I woke up with a scream stuck in my throat.
He was awake next to me. Watching me with eyes so black, they seemed to leak darkness and absorb the moonlight around them. He took my hand and stood up with me.
“Do you love me?” he asked.
“Yes,” I said.
And that’s when it began to end.
I pressed my body against his and he placed his hands on my back. He breathed with me.
I gave him my lips.
He gave me a knife.
He carved and carved on my back and on my arms and legs and face. Blood poured from me, turning my white nightgown black. I was burning. I was tearing. He was shredding me to bone, peeling away layers and layers of me. My hair was cut from me and fell to my feet in the pool of blood. I didn’t care though. Because his lips were on mine.
“Do you love me?” he asked.
“Yes,” I breathed.
“What would you give me?”
“Everything.”
“I only want one thing.”
“Anything.”
“Your heart,” he said and pressed the knife into my hand and his lips to mine.

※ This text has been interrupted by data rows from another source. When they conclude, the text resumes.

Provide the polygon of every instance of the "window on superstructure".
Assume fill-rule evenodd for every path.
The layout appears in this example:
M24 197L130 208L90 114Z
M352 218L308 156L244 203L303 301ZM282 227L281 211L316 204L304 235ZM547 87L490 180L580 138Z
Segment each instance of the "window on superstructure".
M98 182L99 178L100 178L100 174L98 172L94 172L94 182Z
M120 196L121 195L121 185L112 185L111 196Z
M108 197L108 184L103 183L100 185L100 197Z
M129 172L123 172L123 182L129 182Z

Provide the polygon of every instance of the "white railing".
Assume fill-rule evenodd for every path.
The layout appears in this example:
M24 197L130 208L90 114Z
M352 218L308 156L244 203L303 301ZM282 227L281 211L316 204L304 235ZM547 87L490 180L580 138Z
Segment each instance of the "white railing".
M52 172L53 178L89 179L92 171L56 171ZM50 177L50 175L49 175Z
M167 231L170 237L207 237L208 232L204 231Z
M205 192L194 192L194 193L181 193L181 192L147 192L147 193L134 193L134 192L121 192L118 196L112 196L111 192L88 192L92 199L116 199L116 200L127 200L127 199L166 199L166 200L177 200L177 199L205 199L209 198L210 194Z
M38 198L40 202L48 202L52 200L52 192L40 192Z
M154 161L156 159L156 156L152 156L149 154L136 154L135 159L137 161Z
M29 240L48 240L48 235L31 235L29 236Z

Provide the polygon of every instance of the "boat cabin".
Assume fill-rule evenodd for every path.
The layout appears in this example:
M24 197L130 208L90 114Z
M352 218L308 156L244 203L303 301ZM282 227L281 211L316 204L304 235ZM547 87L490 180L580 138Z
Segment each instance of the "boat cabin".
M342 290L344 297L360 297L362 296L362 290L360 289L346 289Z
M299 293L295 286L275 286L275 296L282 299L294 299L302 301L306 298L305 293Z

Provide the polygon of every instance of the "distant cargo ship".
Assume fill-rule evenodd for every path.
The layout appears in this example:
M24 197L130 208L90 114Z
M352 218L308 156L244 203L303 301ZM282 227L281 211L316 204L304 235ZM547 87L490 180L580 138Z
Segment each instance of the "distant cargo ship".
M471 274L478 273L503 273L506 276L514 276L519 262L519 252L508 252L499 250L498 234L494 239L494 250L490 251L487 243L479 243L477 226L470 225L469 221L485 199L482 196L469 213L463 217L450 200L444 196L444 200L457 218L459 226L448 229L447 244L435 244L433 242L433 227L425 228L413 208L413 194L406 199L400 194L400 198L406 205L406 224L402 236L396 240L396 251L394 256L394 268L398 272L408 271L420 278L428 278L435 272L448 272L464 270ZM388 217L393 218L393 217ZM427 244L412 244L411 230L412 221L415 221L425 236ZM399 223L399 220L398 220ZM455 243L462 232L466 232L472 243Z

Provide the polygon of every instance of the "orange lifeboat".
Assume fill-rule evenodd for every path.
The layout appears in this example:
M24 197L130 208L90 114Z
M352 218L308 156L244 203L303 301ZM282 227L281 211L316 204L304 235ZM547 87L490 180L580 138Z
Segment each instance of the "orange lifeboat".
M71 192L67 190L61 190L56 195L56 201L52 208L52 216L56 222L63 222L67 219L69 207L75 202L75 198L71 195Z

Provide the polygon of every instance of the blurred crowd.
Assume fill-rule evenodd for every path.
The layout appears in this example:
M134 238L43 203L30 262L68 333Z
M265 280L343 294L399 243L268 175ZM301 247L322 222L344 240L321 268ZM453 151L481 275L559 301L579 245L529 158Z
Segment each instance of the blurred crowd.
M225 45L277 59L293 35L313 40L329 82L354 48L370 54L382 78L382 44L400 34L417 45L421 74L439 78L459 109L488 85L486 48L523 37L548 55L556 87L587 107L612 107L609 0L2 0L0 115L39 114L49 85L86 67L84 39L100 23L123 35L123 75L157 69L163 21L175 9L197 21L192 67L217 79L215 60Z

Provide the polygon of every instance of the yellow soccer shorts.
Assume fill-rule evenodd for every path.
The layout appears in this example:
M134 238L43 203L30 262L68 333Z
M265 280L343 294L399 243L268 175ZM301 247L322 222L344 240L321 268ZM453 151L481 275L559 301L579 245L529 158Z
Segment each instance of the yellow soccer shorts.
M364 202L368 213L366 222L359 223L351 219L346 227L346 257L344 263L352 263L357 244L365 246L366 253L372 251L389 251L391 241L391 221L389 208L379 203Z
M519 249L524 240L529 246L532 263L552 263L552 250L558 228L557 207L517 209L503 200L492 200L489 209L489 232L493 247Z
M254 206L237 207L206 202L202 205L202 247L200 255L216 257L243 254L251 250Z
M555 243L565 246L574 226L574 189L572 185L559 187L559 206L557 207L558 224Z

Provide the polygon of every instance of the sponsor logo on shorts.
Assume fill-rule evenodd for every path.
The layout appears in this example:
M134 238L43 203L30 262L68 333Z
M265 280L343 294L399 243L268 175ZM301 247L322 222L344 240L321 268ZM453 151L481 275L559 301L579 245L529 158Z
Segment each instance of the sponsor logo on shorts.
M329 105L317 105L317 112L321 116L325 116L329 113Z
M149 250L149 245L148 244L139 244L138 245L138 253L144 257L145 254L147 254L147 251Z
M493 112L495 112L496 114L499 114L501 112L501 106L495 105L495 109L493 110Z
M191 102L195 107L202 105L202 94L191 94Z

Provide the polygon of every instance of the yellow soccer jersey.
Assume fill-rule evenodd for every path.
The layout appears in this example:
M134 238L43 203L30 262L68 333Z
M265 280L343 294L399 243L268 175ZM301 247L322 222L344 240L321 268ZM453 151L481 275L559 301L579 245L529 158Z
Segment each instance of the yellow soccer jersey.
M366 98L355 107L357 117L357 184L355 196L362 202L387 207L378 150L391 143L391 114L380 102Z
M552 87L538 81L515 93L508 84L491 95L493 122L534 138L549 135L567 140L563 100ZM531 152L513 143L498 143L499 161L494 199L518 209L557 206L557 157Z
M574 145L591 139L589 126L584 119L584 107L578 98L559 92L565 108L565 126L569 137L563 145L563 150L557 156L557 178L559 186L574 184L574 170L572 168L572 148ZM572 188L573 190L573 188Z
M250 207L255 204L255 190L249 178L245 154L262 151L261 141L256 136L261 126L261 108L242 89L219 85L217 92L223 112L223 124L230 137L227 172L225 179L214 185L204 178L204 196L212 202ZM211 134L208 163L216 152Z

We stood in the moonlight and kissed and kissed and breathed. And I bled and I carved out my own heart. When I placed it in his hand, the vine came and consumed him. Twisting up his body, they took him back to where he had come from.
I fell to the ground and bled. The witch came then, and leaned in close. “Poison, child. I told you. You wanted him too much.” Then she was gone.
I cried and I bled and I looked up at the shivering trees and the moon.
It ended in November.
In the woods.
It ended in November, but really it ended with a blossom.
I bled and I died, right as it began to snow.